If you’re a fan of kart games or weapon-based arcade racers then chances are you’re expecting hoverships or balloon-headed monkey drivers. Ideally, hoverships driven by balloon-headed monkeys. Blur has combined Mario Kart and Wipeout’s gameplay with Project Gotham’s eclectic taste in cars and (seeing Land Rovers racing competi-tively with rusted VW Beetles and Nissan 350Zs), and has you firing plasma balls and triggering energy waves. It leaves a peculiar taste.
Are we making too much of a snap judgement here? Are we getting all intolerant in our old age? After all, Project Gotham was hardly a simulator and Blur harks back (somewhat unfashionably) to the likes of Need for Speed: Underground and Midnight Club 2 – two titles that embraced reality only lightly. The Midnight Club series especially has long mixed real cars with power-ups and online play.
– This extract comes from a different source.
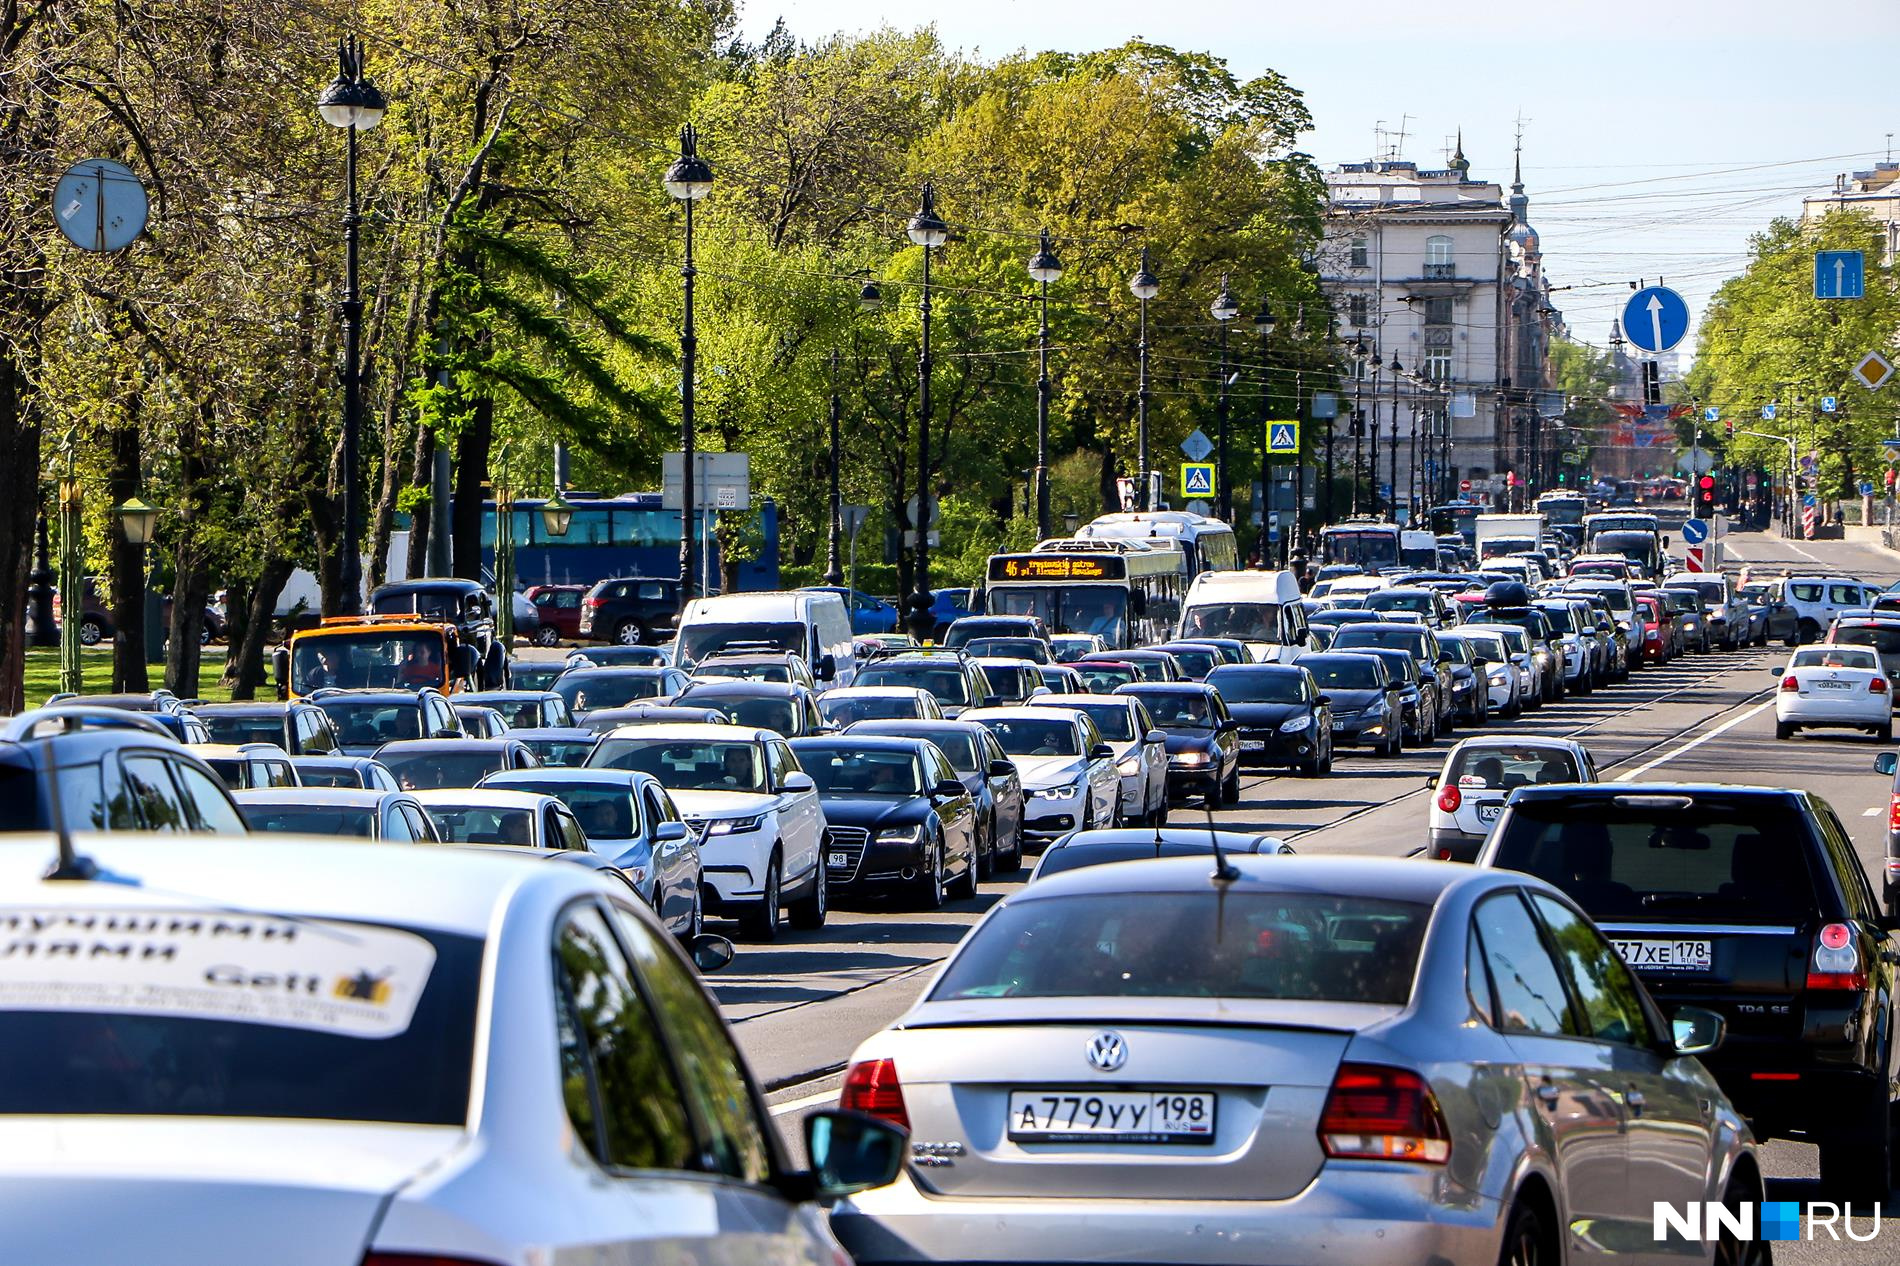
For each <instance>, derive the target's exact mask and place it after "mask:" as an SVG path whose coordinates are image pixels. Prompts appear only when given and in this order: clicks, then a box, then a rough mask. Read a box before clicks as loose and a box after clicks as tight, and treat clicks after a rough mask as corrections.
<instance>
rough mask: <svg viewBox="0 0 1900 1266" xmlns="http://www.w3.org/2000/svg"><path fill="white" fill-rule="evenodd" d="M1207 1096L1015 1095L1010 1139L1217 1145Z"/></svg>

Although Blur will be primarily played as an online title, it also has a substantial single-player component. In this mode, your ultimate aim is to defeat nine rivals, whom you are allowed to compete against in one-on-one races after completing a set amount of races and meeting some of their specific objectives (such as wrecking X amount of cars or landing X number of power-ups).
Beat them and you’ll be rewarded with their special ride and a power-up ‘mod’ (such as extra Bolt ammo or a stronger shield) to use in future races. In addition to straight-up races, you’ll also get to take part in beat-the-clock Checkpoint races and a mode called Destruction where you must take down as much traffic as possible using your Bolt attack before the time runs out.